Мои пальцы заскользили по листкам. Твердый глянец. Фотографии. Черно-белые. Сильно увеличенные – до того, что изображение распалось на точки. И все во тьме. Во мраке. Я всмотрелась пристальнее. Различила намек на прямоугольник тоном светлее – не иначе, свет из окна; и тени от древесных веток в этом прямоугольнике. Ничего не понятно. И все же я знала: на фото – наш дом.
– Я не… Что это? – спросила я.
– Это – наше соглашение, – ровным голосом ответила Аннализа.
Я склонилась над снимком, сосредоточилась на заднем свете. Явно он исходил от фонаря, падал на крыльцо. Но что было на крыльце? Какой-то сверток. Вроде ковра. Или одеяла? С самого краю снимка над свертком нависала чья-то тень. А из самогó свертка, из этого одеяла, словно вылилось нечто бронзовое, длинное, гибкое. Волосы. Это же волосы. Бронзовый оттенок никуда не делся даже в темноте. Я швырнула снимок обратно на стол, отдернула руку.
– Что…
– Вопрос неправильный, Ник. Не «что», а «кто». Лично я считаю, очень похоже на тело Коринны Прескотт. Ты ведь в курсе, что на убийства срока давности не существует?
Я вдруг все поняла, и, наверное, это отразилось на моем лице. Нашелся ответ на давний вопрос; ответ, который мы все так долго искали. Тело Коринны Прескотт – возле моего дома.
– Думаешь, это я…
Аннализа отмахнулась от меня, как от мухи.
– Я ничего не думаю. Собственно, за это – за то, чтоб я и дальше не думала, – ты и будешь мне платить.
Двумя пальцами я вновь взяла снимок, напрягла зрение. Чья, чья это тень? Удалось вычленить руку… и только. На миг я подумала: Дэниел. Потому что на крыльце, завернутая в одеяло, лежала бронзоволосая девушка. Но с тем же успехом тень могла принадлежать и папе. И вообще кому угодно. Или, может, мое сознание просто противилось, не желало принять очевидное.
– А это уже полиция решать будет, – сказала Аннализа, постукивая ноготком по другому снимку.
– Где ты их взяла?
В полупустой кухне мой голос прозвучал жалко и словно издалека.
– Сама нащелкала, только не сразу сообразила, что там у меня запечатлелось.
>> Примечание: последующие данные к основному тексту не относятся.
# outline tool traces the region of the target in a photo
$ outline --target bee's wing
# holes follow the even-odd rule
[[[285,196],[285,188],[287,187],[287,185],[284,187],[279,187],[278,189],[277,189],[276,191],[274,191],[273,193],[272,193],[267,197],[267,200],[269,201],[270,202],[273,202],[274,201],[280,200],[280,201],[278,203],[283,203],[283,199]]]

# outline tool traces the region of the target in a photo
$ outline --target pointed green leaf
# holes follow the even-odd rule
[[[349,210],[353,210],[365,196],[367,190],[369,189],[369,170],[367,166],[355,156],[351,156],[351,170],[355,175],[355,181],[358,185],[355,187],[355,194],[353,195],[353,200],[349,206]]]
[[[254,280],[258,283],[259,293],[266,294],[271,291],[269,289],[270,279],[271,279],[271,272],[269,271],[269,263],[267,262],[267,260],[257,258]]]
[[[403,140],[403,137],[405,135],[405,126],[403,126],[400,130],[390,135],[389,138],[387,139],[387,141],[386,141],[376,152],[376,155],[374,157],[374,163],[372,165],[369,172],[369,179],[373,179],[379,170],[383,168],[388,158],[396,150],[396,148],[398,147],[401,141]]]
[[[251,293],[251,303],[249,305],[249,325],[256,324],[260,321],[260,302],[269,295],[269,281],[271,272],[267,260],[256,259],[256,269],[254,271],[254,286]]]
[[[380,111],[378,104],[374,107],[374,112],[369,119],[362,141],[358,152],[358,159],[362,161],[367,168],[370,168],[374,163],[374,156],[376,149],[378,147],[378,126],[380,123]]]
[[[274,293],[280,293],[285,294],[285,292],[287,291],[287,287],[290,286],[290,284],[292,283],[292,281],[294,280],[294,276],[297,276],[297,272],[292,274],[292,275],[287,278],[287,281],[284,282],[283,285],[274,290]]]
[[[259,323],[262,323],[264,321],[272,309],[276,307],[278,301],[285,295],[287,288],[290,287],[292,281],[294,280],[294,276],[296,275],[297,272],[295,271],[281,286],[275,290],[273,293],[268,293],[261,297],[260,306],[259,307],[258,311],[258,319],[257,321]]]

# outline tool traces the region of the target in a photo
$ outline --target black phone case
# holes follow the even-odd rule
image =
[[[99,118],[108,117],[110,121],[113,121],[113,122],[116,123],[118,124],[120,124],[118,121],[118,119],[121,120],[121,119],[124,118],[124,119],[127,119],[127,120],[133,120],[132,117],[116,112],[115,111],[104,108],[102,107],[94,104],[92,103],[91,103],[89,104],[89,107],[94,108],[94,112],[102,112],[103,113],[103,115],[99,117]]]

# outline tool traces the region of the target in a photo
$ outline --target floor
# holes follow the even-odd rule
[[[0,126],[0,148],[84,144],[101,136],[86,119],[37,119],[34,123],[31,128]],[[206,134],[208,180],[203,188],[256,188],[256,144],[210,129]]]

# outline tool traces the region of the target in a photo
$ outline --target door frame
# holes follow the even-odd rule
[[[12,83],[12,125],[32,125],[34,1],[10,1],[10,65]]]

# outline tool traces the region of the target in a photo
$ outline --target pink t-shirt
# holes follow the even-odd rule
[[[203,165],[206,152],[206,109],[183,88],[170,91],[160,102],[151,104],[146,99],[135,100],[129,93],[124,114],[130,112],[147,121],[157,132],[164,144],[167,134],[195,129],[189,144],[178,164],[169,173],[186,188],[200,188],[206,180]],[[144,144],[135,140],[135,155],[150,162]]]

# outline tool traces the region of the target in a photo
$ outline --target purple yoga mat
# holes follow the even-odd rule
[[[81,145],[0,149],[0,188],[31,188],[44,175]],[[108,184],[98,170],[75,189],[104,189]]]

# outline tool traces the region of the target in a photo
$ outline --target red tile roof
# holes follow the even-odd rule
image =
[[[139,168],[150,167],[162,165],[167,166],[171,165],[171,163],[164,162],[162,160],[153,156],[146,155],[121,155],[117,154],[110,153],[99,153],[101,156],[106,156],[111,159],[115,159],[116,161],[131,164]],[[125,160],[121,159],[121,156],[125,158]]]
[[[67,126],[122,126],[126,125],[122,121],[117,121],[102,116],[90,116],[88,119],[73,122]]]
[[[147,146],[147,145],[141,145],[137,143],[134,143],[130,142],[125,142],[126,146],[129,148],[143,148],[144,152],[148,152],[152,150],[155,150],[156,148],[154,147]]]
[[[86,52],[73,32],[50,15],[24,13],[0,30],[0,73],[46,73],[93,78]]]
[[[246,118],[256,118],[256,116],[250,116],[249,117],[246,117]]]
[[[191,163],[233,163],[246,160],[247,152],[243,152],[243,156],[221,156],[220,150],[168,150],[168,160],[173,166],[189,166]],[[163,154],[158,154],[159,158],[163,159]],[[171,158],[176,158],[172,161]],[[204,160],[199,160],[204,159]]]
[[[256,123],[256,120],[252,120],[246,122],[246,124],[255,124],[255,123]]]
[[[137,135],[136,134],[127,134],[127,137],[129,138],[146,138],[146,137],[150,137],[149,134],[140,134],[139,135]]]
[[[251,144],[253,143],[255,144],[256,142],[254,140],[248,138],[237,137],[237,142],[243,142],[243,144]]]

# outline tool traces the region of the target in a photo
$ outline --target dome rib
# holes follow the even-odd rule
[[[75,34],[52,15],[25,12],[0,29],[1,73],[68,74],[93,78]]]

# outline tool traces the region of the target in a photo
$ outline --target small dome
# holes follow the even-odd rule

Слова Аннализы ускользали, как дым. Приходилось делать над собой усилие, чтобы улавливать их.
– Где-то за неделю до пропажи Коринны мне подарили новый фотоаппарат. С функцией ночной съемки. Вот я и щелкала напропалую. А ваш дом всегда жуть на меня наводил. Когда помладше была, думала, там призраки кишмя кишат. Как погляжу в вашу сторону, сквозь деревья… – Аннализа передернула плечами. – Может, это потому, что твоя мама умерла. Но потом ведь все цветы в палисаднике зачахли. Мне представлялось, что смерть – она вроде заразы…
Словно от укуса смерти, яд пошел распространяться из сердца дома дальше – в палисадник, во двор.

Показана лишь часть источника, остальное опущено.